ETL in the Cloud: Extracting MIMIC-IV Data with Google BigQuery

2025-07-10

The Challenge: Clinical Data at Scale

In the world of healthcare data analysis, one of the biggest challenges isn't the lack of information, but its sheer volume and complexity. The MIMIC-IV database, one of the most comprehensive clinical datasets in the world, contains decades of data from thousands of patients, but this wealth of information comes in a raw format, spread across dozens of tables.

The goal of this project was clear: to dive into this massive database to build a clean, structured dataset focused on predicting weaning success for sepsis patients in the ICU.

The Solution: An ETL Pipeline with SQL and BigQuery

To handle the volume and complexity of MIMIC-IV, a cloud platform was the only viable tool.
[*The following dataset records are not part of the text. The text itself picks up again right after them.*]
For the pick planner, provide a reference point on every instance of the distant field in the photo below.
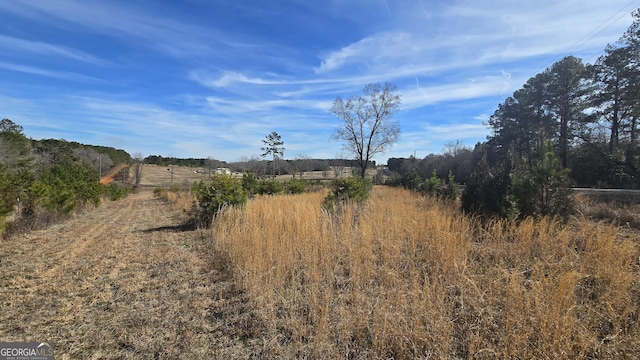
(155, 175)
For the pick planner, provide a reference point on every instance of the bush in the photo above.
(487, 190)
(352, 189)
(157, 192)
(223, 190)
(544, 187)
(250, 183)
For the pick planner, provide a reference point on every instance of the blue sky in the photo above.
(199, 78)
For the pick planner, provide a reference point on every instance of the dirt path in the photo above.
(123, 281)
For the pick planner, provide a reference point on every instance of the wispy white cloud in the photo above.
(64, 75)
(11, 44)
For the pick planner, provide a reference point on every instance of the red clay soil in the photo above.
(124, 281)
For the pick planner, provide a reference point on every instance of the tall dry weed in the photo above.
(407, 277)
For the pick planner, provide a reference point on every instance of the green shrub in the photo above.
(487, 190)
(222, 190)
(270, 186)
(295, 186)
(157, 192)
(354, 189)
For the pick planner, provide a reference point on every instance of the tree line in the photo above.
(43, 180)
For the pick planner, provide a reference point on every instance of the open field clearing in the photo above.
(406, 277)
(123, 281)
(402, 276)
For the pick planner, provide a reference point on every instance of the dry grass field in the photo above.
(406, 277)
(124, 281)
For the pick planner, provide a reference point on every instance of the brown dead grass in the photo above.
(124, 281)
(406, 277)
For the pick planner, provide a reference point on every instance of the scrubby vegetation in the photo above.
(47, 180)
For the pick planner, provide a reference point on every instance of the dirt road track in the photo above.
(125, 280)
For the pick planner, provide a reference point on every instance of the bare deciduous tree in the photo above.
(368, 128)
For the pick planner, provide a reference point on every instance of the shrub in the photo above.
(157, 192)
(114, 191)
(222, 190)
(351, 189)
(250, 183)
(487, 190)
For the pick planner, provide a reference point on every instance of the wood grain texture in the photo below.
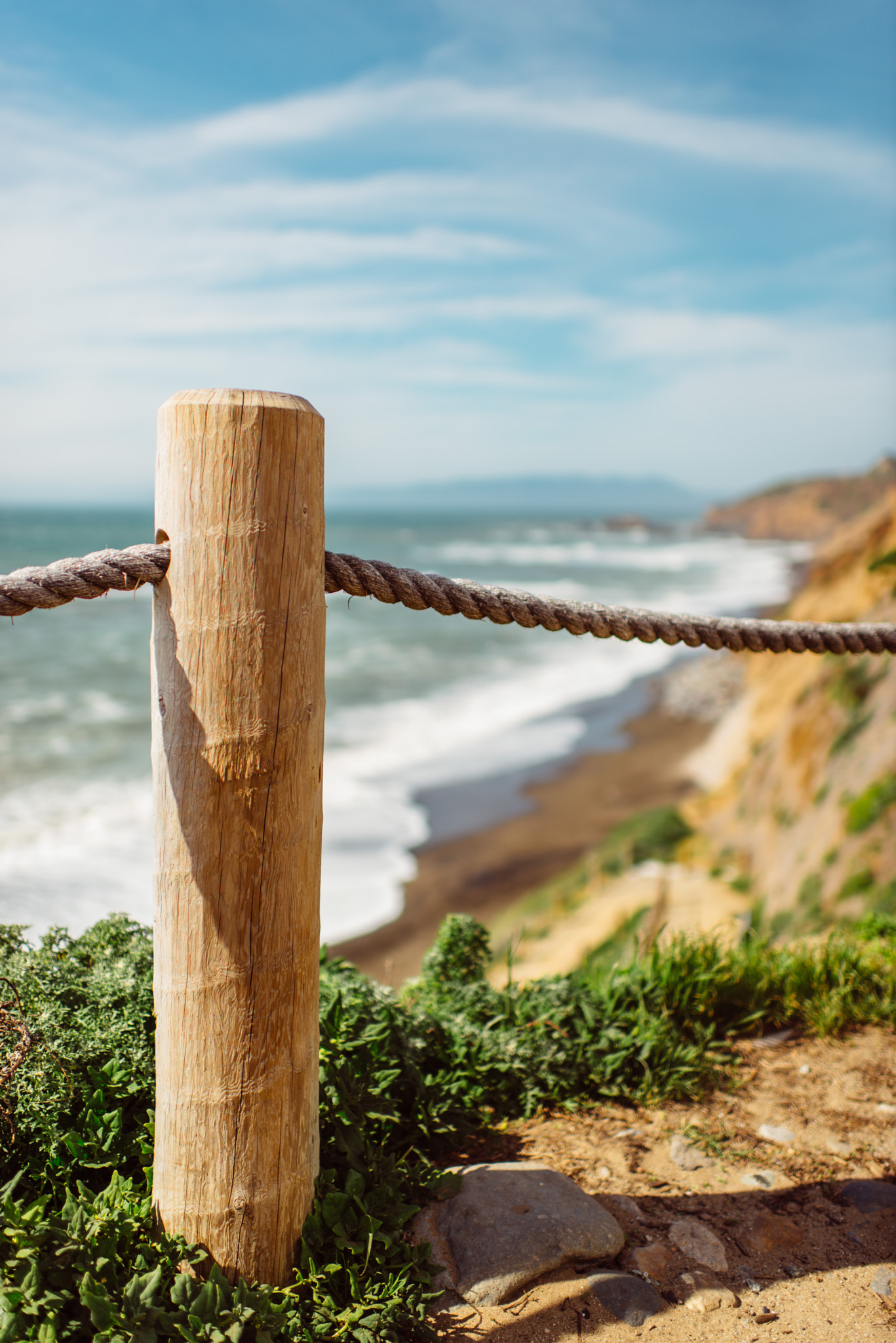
(238, 738)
I chose Google BigQuery for its incredible ability to execute complex queries over terabytes of data in seconds.

The heart of this project was a single, robust SQL script that I engineered to perform a complete ETL (Extract, Transform, Load) process.

1. Extraction: Isolating the Specific Cohort

The first step was to identify and isolate the exact group of patients we needed. The SQL query handled:

  • Selecting only patients diagnosed with sepsis-3.
  • Filtering to include only the first ICU stay for each patient to avoid duplicate data.
  • Identifying the first invasive mechanical ventilation event for each of these patients.
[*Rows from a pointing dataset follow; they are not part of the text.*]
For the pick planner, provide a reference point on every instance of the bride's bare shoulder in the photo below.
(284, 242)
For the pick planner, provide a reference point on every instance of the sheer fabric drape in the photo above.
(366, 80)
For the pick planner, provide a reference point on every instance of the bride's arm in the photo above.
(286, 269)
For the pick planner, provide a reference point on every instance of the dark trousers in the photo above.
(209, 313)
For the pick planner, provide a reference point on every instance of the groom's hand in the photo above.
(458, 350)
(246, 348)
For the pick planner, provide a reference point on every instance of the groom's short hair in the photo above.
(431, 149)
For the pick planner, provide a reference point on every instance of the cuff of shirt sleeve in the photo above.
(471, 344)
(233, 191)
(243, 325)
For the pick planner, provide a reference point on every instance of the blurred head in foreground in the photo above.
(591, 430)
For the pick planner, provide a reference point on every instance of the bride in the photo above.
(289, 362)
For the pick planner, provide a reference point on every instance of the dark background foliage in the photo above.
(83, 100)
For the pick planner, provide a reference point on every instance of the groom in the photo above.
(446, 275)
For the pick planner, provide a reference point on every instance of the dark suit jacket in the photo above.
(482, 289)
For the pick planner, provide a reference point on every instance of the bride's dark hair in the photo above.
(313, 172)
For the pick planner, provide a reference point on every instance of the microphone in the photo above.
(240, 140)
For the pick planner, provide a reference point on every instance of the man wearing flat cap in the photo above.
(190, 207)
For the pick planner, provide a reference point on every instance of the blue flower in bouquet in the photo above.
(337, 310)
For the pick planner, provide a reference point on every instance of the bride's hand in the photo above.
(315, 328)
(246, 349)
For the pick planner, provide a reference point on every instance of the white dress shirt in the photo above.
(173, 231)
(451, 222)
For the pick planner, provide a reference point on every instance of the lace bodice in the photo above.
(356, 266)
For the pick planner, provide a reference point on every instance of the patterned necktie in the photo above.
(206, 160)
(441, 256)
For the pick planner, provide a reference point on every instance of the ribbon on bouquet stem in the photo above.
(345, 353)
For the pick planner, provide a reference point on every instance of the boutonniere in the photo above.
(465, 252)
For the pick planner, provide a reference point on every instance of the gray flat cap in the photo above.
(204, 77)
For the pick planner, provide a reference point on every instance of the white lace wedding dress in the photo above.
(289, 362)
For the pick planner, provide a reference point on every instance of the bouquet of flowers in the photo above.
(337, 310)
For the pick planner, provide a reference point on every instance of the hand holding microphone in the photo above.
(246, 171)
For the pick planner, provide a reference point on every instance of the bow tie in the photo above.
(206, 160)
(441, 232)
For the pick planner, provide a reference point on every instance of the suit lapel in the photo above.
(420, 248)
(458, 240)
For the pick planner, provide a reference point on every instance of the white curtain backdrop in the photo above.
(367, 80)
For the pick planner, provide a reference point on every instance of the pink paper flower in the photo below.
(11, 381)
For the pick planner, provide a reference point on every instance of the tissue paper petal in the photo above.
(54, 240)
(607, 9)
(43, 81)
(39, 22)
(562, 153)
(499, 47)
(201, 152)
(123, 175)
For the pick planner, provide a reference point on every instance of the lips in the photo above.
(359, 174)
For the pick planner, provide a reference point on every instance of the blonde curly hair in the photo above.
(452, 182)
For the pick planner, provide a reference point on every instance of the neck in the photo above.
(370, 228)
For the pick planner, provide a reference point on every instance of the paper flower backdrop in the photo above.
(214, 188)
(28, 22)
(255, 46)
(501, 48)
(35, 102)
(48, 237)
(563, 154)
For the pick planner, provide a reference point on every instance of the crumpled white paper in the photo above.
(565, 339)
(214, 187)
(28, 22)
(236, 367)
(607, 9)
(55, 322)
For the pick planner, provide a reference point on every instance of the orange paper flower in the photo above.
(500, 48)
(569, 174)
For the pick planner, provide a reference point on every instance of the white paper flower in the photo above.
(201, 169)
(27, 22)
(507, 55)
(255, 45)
2. Transformation: Creating Value from Raw Data

This was the most complex phase. The SQL query didn't just pull data; it transformed it to create new, high-value variables and metrics:

  • Outcome Variable: The weaning_success variable was constructed based on three complex clinical criteria: whether the patient was re-intubated, passed away, or required non-invasive ventilation for more than 48 hours post-weaning.
  • Predictor Aggregation: For over 20 clinical variables (vitals, lab results, ventilator settings), the query calculated the "worst" value (max or min) within a 24-hour window before weaning. This condensed thousands of data points per patient into a single, concise row.
  • Metric Calculation: Key indicators like RSBI (Rapid Shallow Breathing Index) and BMI (Body Mass Index) were calculated directly within the query.

3. Load: The Final Dataset

The result of this SQL pipeline is a perfectly structured, clean dataset, ready to be used in machine learning models. Each row represents a unique patient, and each column is a relevant, well-defined feature.

Conclusion

This project was a practical exercise in large-scale data wrangling, where I demonstrated not only my command of advanced SQL but also my ability to design and execute a complete ETL process in a cloud environment like Google BigQuery. The ability to transform raw, complex data into a clean, actionable format is one of the most fundamental competencies in data analysis.